# For your viewing pleasure.....



## RemudaOne (Dec 31, 2012)

Happy New Year to all 




I think if you click on the picture, you'll see the video. First time posting one from my iPad


----------



## bonbean01 (Dec 31, 2012)

Happy new Year Kristi!!!!

Love, love, love that video...I just can't stand how cute lambs are when they start to hop around!!!  And usually not that long after being born...can't wait for mine...any day now


----------



## Southern by choice (Jan 1, 2013)

That is so cute!


----------



## alsea1 (Jan 1, 2013)

Are these Dorper?  Its nice when they are so strong and vital.


----------



## RemudaOne (Jan 1, 2013)

Hey Bon , glad to have found a way to post videos that you can view!! I love it when they get to the ants in the pants stage too, can watch them for hours......or until they fall asleep, lol!

Alsea, yes they are Dorpers. Fast growers. You might consider breeding that Kat ewe to one for some nice meaty babies .


----------



## ThreeBoysChicks (Jan 1, 2013)

Very cute.


----------



## Southern by choice (Jan 1, 2013)

The only thing wrong with the video is that itis clearly TOO SHORT! 
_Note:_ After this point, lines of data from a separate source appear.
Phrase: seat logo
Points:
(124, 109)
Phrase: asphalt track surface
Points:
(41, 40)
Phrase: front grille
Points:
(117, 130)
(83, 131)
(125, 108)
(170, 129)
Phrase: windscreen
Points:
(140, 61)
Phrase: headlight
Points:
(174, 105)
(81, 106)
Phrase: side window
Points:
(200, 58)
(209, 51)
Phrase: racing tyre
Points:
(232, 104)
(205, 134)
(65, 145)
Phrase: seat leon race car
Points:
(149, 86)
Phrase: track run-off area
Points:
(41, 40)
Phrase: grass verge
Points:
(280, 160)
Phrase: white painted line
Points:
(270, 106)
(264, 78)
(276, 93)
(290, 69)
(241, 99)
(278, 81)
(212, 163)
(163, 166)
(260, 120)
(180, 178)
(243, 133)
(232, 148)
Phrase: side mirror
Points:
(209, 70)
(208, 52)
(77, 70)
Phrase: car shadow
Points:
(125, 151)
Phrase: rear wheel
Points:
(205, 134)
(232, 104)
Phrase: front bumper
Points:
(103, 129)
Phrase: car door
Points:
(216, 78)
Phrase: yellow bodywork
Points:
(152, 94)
Now I want lil baby lambs!

Iguess I'll have to settle for kids in Feb.


----------



## bonbean01 (Jan 1, 2013)

Kristi...yes!!!!  I was so glad that video opened for me...and I agree with Southern...it is too short...they are so cute!!!!


----------



## RemudaOne (Jan 1, 2013)

LOL, Y'all are silly . Here's another short one. I'll take my iPad out there in the morning and see if I can get a longer one of the lamb races...... Weather permitting, of course . The little ram is the one that won't be distracted from the wet bar .


----------



## bonbean01 (Jan 1, 2013)

Too cute!!!!


----------



## alsea1 (Jan 1, 2013)

I am def. going to get a dorper one of these days. 
I really like the look of the black belly but I prefer the growth rate and size of the katahdin and dorpers.


----------



## Queen Mum (Jan 1, 2013)

Cuteness overload!


----------



## Shelly May (Jan 3, 2013)

I just love the little lambs, So much spunk !!!


----------